NOTE (2016/03/26 01:30PM): The content of this post has has been fixed. I must thank Lawrence Crowl for pointing out my mistake at SG14 GDC 2016 meeting.
It is well known that using ordering comparison operators (<, <=, >, >=) with mixed signed/unsigned types result in warnings and, ultimately, in undefinedunexpected behaviour.
I never loved this, and I always tried to avoid it by using a simple trick, which apparently can be made into a definition that will make operators in mixed sign cases avoid undefined behaviour and have unsurprising semantics.
A simple function to convert from signed to unsigned is the key:
template<typename T> auto to_unsigned(T value) { return std::make_unsigned_t<T>(value); }
This function alone could raise UB if we apply to a negative value, but all the positive signed values fit in the corresponding unsigned type, and the conversion maintain the value intact.
Now the various cases are actually straightforward, and are listed in the table below for the expression X <op> Y:
<op> | X | Y | Expression |
---|---|---|---|
< or <= | signed | unsigned | (X < 0) || (to_unsigned(X) <op> Y) |
< or <= | unsigned | signed | (Y >= 0) && (X <op> to_unsigned(Y)) |
> or >= | signed | unsigned | (X >= 0) && (to_unsigned(X) <op> Y) |
> or >= | unsigned | signed | (Y < 0) || (X <op> to_unsigned(Y)) |
All the comparisons are now well defined (comparison against 0 are signed, comparison between the two operands are all unsigned).

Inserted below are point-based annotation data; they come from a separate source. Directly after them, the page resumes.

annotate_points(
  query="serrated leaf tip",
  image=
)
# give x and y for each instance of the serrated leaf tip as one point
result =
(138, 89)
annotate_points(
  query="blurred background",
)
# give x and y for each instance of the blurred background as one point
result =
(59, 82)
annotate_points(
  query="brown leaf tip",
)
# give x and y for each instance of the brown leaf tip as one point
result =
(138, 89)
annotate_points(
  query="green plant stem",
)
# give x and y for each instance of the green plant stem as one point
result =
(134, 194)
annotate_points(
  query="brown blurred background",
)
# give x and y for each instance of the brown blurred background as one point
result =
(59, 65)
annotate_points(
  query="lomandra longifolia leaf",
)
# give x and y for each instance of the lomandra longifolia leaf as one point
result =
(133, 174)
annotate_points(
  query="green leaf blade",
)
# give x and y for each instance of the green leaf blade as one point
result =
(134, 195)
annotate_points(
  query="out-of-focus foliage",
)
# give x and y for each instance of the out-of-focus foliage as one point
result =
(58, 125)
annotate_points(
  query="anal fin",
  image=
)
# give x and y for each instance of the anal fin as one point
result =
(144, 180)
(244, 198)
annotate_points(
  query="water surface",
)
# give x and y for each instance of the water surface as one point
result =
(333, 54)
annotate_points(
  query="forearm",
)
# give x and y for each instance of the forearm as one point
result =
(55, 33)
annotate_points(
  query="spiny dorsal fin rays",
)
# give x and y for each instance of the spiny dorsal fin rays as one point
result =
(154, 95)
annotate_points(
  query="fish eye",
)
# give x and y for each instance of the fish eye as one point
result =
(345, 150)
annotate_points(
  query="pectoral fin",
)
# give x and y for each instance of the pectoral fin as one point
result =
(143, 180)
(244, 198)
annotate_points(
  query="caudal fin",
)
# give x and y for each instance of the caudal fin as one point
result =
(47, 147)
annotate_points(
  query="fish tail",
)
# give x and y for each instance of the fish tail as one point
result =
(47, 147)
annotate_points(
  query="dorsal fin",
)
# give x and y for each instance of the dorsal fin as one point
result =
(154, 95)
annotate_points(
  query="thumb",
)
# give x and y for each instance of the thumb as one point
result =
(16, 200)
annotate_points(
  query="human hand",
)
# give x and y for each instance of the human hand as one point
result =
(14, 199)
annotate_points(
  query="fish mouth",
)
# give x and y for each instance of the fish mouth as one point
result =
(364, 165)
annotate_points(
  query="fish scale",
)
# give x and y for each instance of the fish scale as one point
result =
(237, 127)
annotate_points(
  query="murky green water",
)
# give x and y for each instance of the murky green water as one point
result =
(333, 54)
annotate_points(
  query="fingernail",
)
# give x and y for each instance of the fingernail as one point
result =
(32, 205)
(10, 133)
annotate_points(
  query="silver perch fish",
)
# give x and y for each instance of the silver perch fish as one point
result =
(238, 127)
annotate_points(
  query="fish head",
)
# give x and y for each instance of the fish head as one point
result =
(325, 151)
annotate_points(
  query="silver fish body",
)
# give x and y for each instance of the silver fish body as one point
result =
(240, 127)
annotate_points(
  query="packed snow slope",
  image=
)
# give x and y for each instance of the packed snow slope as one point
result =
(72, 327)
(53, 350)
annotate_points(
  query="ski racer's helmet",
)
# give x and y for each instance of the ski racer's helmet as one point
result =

For completeness, let’s also add the equality operators
<op> | X | Y | Expression |
---|---|---|---|
== | signed | unsigned | (X >= 0) && (X <op> std::make_unsigned() |
== | unsigned | signed | (Y >= 0) && (X <op> std::make_unsigned(Y)) |
!= | signed | unsigned | (X < 0) || (std::make_unsigned(X) <op> Y) |
!= | unsigned | signed | (Y < 0) || (X <op> std::make_unsigned(Y)) |
So, what’s the problem? If it’s that simple, why nobody has standardised this yet?
I think the problem relies on equality comparison, which is defined oddly, and might result in confusion. Current wording for the standard is the following (taken from one of the latest C++14 drafts):
- Many binary operators that expect operands of arithmetic or enumeration type cause conversions and yield result types in a similar way. The purpose is to yield a common type, which is also the type of the result. This pattern is called the usual arithmetic conversions, which are defined as follows:
- […]
- Otherwise, the integral promotions (4.5) shall be performed on both operands.62 Then the following rules shall be applied to the promoted operands:
- If both operands have the same type, no further conversion is needed.
- Otherwise, if both operands have signed integer types or both have unsigned integer types, the operand with the type of lesser integer conversion rank shall be converted to the type of the operand with greater rank.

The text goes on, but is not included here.